Consider: Is there a way to fail faster if the primary is known to be gone? (e.g., check if the primary's PID exists before waiting 5 seconds). This is a usability concern, not a correctness bug.
### 2. `virtio_user_mp_registered` uses a spinlock for one-time init
**File:** `drivers/net/virtio/virtio_user_ethdev.c`
**Lines:** 949-982
The pattern is correct, but the comment "unregistering per device cannot drain handler calls already dispatched" (line 958) implies the handler could be called after the device is gone. The handler does call `rte_eth_dev_get_by_name()`, which will fail if the port was removed, so this is safe. However, the lifetime comment could be clearer.
**Suggested comment improvement:**
```c
/*
* Register the process-wide MP action once so secondaries can fetch a
* port's eventfds by name. Left registered for the process lifetime
* (no unregister on device removal) because the EAL MP thread may still
* dispatch handler calls after rte_mp_action_unregister() returns.
* The handler safely fails if the requested port no longer exists.
*/
```
### 3. Error handling in `virtio_user_pmd_probe()` after MP registration failure
**File:** `drivers/net/virtio/virtio_user_ethdev.c`
**Lines:** 963-979
When `rte_mp_action_register()` fails with `ENOTSUP`, the code logs a warning and continues as if MP is not available. This means secondaries will fail to sync eventfds and cannot communicate with the backend. The warning message says "secondary eventfd sharing disabled", but the device is still announced, which will cause runtime failures in secondaries.
**Is this intentional?** If MP is unsupported, should the device be usable in single-process mode only, or should probe fail entirely? The current behavior is confusing: probe succeeds, but the device is broken in multiprocess mode.
**Suggested clarification:** Add a check at secondary probe time (in the `RTE_PROC_SECONDARY` branch, line 764) to fail early if `eth_dev->process_private == NULL` after `virtio_user_sync_eventfds()` fails, rather than announcing a non-functional port.
---
## Style and Formatting
### 1. Explicit comparison for `mp_reply.nb_received`
**File:** `drivers/net/virtio/virtio_user_ethdev.c`
**Line:** 673
```c
if (rte_mp_request_sync(&mp_req, &mp_reply, &ts) < 0 ||
mp_reply.nb_received != 1) {
```
This is correct as written (explicit comparison against a non-zero value). No change needed.

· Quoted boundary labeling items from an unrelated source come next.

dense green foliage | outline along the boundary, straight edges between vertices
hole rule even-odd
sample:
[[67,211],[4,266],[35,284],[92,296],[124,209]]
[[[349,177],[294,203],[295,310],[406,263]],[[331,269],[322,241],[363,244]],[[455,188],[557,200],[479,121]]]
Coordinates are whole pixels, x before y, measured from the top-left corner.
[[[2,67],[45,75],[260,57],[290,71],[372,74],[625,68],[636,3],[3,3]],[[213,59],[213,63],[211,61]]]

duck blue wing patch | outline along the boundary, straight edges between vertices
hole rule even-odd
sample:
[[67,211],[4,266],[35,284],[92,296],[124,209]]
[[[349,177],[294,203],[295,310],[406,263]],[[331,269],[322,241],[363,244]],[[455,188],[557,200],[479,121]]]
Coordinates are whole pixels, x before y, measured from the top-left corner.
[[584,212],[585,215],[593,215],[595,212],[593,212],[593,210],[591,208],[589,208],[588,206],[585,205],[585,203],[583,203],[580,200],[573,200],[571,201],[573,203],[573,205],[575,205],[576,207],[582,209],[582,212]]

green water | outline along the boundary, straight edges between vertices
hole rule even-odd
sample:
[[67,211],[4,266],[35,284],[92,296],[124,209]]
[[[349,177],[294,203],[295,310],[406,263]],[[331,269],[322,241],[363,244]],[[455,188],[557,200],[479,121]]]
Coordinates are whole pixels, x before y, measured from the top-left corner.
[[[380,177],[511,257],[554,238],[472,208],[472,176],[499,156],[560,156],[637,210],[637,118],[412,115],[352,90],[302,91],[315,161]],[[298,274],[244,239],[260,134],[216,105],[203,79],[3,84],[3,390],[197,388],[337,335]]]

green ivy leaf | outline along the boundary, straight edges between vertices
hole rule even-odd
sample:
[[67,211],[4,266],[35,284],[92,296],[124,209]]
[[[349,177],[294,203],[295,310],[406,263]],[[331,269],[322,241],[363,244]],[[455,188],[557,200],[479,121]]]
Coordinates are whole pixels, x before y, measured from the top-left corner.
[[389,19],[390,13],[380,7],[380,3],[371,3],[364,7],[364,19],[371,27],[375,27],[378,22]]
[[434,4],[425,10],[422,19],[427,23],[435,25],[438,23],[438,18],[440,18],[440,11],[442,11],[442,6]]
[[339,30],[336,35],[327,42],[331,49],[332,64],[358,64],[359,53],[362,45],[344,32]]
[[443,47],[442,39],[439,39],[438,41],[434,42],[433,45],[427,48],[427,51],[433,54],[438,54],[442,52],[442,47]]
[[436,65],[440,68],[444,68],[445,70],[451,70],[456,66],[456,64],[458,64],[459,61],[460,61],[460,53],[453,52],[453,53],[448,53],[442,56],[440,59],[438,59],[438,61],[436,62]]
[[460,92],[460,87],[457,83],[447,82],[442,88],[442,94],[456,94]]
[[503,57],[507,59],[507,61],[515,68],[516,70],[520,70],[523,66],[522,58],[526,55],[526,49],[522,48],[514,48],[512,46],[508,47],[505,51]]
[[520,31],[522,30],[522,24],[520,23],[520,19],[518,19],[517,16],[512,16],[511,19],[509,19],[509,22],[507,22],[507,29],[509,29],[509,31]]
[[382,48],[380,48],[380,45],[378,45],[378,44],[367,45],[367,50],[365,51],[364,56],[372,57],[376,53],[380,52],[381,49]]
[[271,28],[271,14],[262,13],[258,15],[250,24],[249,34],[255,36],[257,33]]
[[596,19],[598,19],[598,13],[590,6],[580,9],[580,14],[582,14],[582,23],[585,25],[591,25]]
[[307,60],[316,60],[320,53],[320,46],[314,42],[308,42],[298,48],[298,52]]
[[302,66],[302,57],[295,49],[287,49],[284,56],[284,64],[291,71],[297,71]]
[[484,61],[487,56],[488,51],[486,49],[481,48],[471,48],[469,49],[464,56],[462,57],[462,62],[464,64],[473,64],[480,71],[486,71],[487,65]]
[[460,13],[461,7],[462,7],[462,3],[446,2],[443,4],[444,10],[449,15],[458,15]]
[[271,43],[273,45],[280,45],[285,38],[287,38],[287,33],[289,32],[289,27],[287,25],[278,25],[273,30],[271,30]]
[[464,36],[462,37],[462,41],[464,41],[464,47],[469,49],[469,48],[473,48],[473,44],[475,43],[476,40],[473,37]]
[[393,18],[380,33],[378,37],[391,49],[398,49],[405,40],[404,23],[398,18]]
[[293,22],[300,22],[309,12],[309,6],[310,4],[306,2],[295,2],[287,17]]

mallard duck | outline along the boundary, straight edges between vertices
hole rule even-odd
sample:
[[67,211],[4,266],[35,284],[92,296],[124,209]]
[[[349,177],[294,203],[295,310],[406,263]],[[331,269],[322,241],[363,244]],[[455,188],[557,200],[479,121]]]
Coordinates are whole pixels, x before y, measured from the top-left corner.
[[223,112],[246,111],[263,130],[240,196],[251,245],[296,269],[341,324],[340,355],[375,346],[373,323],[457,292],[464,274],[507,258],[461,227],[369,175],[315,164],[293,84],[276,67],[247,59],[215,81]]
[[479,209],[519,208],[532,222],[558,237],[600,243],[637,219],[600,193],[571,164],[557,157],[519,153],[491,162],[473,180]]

### 2. Explicit NULL check for `pp`
**File:** `drivers/net/virtio/virtio_user_ethdev.c`
**Line:** 564
```c
if (pp == NULL)
return;
```
Correct per DPDK style (explicit NULL check). No change needed.

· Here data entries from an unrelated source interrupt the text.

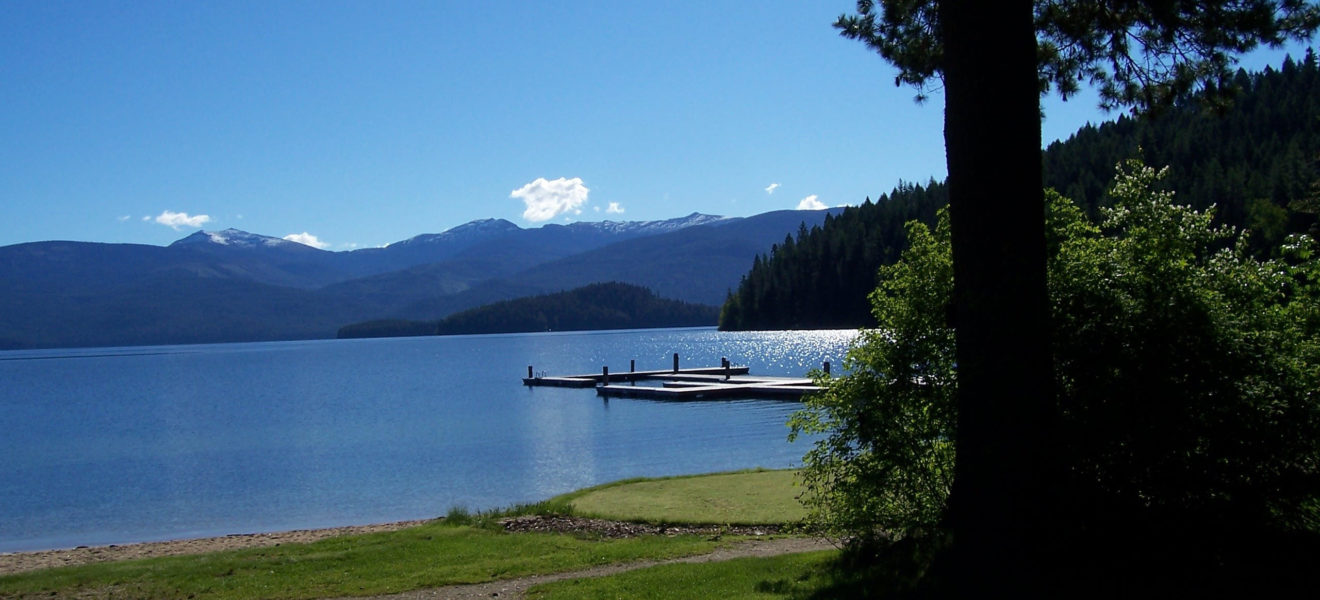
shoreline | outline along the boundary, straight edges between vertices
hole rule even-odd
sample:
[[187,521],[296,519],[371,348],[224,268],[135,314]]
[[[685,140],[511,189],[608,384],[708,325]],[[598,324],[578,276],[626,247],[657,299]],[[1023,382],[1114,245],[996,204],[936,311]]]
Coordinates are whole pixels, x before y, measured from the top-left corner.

### 3. Loop counter type consistency
**File:** `drivers/net/virtio/virtio_user/virtio_user_dev.c`
**Line:** 71
```c
for (i = 0; i < (int)max_queues; i++) {
```
The cast `(int)max_queues` is needed because `i` is `int` and `max_queues` is `uint32_t`. The comparison is safe (max_queues is bounded by `VIRTIO_USER_MAX_EVENTFDS / 2`). Acceptable.
---
## Multiprocess Design Review
The approach (primary shares fds via MP, secondary stores them in `process_private`) is sound and follows the pattern used by other multiprocess-aware drivers. The synchronization (primary holds `dev->mutex` while reading fd arrays, teardown holds the same lock while freeing them) correctly prevents races.
**One design question:** Why not use `rte_mp_register()` per-device instead of a process-wide action? The current design requires the handler to look up the port by name, which adds an extra indirection. A per-device action could store the `dev` pointer directly. However, the process-wide approach is acceptable and matches the EAL MP API's typical usage.
---
## Correctness Summary
**Critical fixes required:**
1. Set fds to -1 after close in `virtio_user_free_proc_priv()` (double-close risk)

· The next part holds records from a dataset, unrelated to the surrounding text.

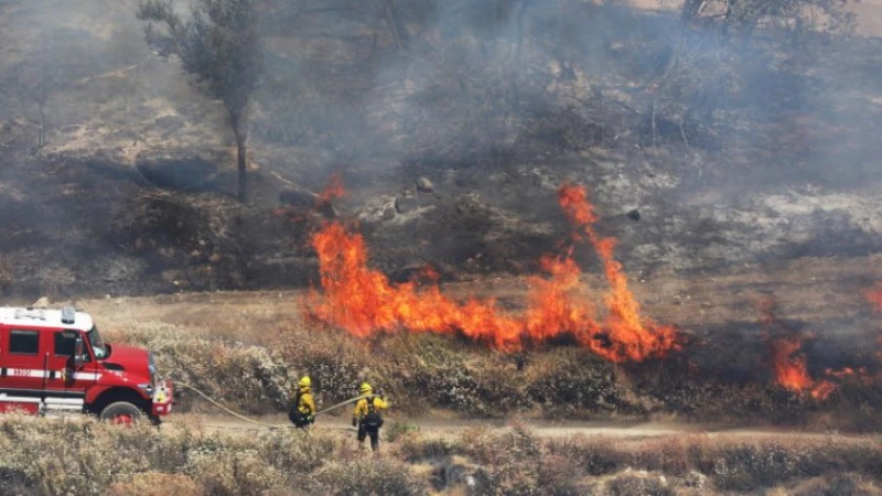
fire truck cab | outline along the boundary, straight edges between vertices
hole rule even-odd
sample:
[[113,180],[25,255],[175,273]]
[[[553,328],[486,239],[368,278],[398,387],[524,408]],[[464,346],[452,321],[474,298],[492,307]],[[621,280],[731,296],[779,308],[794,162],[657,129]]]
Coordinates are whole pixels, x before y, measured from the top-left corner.
[[0,412],[159,423],[172,395],[172,384],[155,378],[152,353],[105,343],[89,314],[0,308]]

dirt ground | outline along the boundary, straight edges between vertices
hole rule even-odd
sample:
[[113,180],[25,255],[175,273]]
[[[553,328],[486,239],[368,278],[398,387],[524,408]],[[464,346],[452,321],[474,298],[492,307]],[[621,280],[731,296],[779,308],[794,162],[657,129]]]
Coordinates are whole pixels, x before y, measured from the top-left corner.
[[[588,274],[588,294],[601,301],[606,283]],[[631,276],[631,288],[647,316],[676,325],[687,333],[750,326],[759,319],[759,304],[773,298],[779,319],[800,322],[820,334],[850,335],[864,328],[875,333],[862,290],[882,279],[882,256],[804,258],[770,266],[741,266],[713,274],[656,273]],[[528,291],[525,278],[485,278],[442,283],[442,291],[462,299],[496,298],[517,308]],[[112,330],[131,322],[164,322],[211,327],[226,336],[256,336],[286,321],[300,319],[298,301],[305,291],[179,292],[154,296],[76,300],[92,312],[99,327]],[[20,304],[28,301],[20,300]],[[848,321],[848,328],[827,328]],[[860,334],[859,334],[860,335]]]
[[[343,409],[345,410],[345,409]],[[333,431],[355,436],[356,429],[349,423],[349,418],[344,411],[340,417],[320,417],[313,429],[318,431]],[[256,417],[252,420],[279,425],[284,429],[290,428],[290,422],[282,416]],[[493,428],[506,429],[513,423],[508,421],[484,421],[484,420],[445,420],[438,418],[409,418],[390,413],[387,416],[387,427],[395,422],[407,422],[419,427],[419,431],[431,436],[455,436],[462,435],[470,429]],[[202,428],[208,431],[260,431],[269,429],[245,420],[224,414],[191,414],[182,413],[172,416],[165,421],[169,424],[183,424],[192,428]],[[736,439],[818,439],[836,442],[839,438],[860,438],[860,435],[839,434],[837,432],[797,432],[775,429],[739,429],[731,427],[714,427],[711,424],[685,424],[674,422],[551,422],[551,421],[529,421],[516,422],[526,425],[540,438],[556,439],[570,438],[573,435],[584,436],[605,436],[620,439],[623,442],[639,441],[642,439],[671,436],[671,435],[702,435],[708,438],[736,438]]]

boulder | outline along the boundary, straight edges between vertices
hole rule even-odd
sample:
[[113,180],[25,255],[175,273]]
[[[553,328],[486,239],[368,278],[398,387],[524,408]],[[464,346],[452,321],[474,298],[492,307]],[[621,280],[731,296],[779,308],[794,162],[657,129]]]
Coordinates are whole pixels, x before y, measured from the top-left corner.
[[419,201],[412,196],[396,196],[395,197],[395,212],[399,214],[407,214],[420,207]]
[[49,309],[49,298],[40,296],[40,300],[36,300],[31,304],[34,309]]
[[417,180],[417,191],[420,193],[431,193],[434,191],[434,186],[432,182],[429,181],[429,177],[422,176]]

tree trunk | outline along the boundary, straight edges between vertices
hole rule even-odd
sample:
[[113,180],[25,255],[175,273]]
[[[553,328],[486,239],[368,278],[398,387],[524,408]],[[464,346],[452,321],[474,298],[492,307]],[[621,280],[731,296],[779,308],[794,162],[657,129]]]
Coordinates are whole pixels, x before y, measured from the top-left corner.
[[233,133],[236,134],[236,151],[239,170],[239,202],[248,200],[248,143],[238,126],[234,125]]
[[407,30],[398,11],[395,10],[395,0],[386,0],[384,7],[386,8],[386,23],[389,25],[389,31],[392,34],[392,40],[398,50],[404,50],[410,43],[410,32]]
[[37,105],[40,106],[40,133],[36,139],[36,149],[42,150],[46,145],[46,115],[43,111],[43,104]]

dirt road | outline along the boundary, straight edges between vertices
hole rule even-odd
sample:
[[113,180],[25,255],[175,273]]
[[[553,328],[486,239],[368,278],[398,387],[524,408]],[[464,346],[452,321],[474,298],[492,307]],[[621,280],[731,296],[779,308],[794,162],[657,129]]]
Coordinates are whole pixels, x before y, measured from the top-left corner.
[[[273,425],[290,427],[290,422],[282,416],[255,418],[259,422]],[[408,422],[419,425],[422,433],[435,436],[461,435],[470,429],[493,428],[510,429],[512,423],[504,420],[475,420],[475,419],[434,419],[434,418],[395,418],[387,419],[387,427],[395,422]],[[258,432],[268,428],[248,423],[228,416],[195,414],[183,413],[171,416],[165,421],[173,425],[187,425],[192,428],[203,428],[209,431],[246,431]],[[786,431],[775,429],[739,429],[722,428],[709,424],[687,424],[676,422],[551,422],[551,421],[529,421],[525,422],[529,430],[540,438],[560,439],[573,435],[583,436],[606,436],[628,440],[643,440],[659,436],[673,435],[707,435],[724,436],[736,439],[773,439],[788,438],[803,440],[828,439],[854,439],[859,435],[840,434],[833,431]],[[346,434],[355,434],[355,429],[349,423],[347,416],[320,418],[315,424],[318,431],[331,431]]]

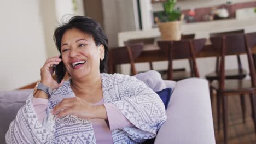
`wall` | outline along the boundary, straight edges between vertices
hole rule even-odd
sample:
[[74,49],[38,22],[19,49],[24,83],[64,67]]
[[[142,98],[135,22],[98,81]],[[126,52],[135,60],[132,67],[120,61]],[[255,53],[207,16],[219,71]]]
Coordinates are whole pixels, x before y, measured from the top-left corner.
[[46,58],[40,1],[0,1],[0,91],[40,79]]
[[[67,14],[84,15],[82,0],[1,1],[0,91],[13,90],[40,79],[47,58],[59,55],[54,30]],[[65,16],[67,20],[70,16]]]
[[110,47],[118,46],[118,32],[139,29],[138,22],[135,18],[136,2],[136,0],[102,1],[104,28]]
[[[178,0],[176,7],[179,7],[182,10],[195,9],[202,7],[212,7],[225,4],[226,1],[230,1],[232,4],[253,2],[253,0]],[[152,5],[154,11],[163,10],[161,3],[156,3]]]

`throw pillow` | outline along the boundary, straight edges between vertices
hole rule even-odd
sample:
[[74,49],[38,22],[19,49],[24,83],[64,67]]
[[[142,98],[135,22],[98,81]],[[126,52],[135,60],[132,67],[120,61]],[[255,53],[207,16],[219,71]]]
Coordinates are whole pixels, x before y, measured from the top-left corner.
[[170,99],[172,94],[172,88],[166,88],[156,93],[159,95],[161,99],[162,100],[165,105],[165,110],[167,110],[168,104],[169,104]]

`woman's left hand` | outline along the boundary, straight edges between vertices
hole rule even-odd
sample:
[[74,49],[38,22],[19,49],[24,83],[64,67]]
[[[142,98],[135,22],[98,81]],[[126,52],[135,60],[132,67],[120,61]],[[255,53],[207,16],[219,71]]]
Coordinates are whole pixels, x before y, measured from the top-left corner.
[[106,110],[103,105],[92,105],[78,97],[63,99],[54,107],[52,113],[54,115],[57,114],[58,117],[73,115],[86,119],[107,119]]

2. Distinguish invalid kickfd from write failure in `virtio_user_notify_queue()` (silent failure)
**Recommended fixes:**
1. Bounds check in `virtio_user_get_kickfd()` primary path (defensive)
2. Clarify behavior when MP is unsupported (`ENOTSUP` case)
The patch is **nearly correct** but the two critical fixes are necessary to prevent undefined behavior and silent failures.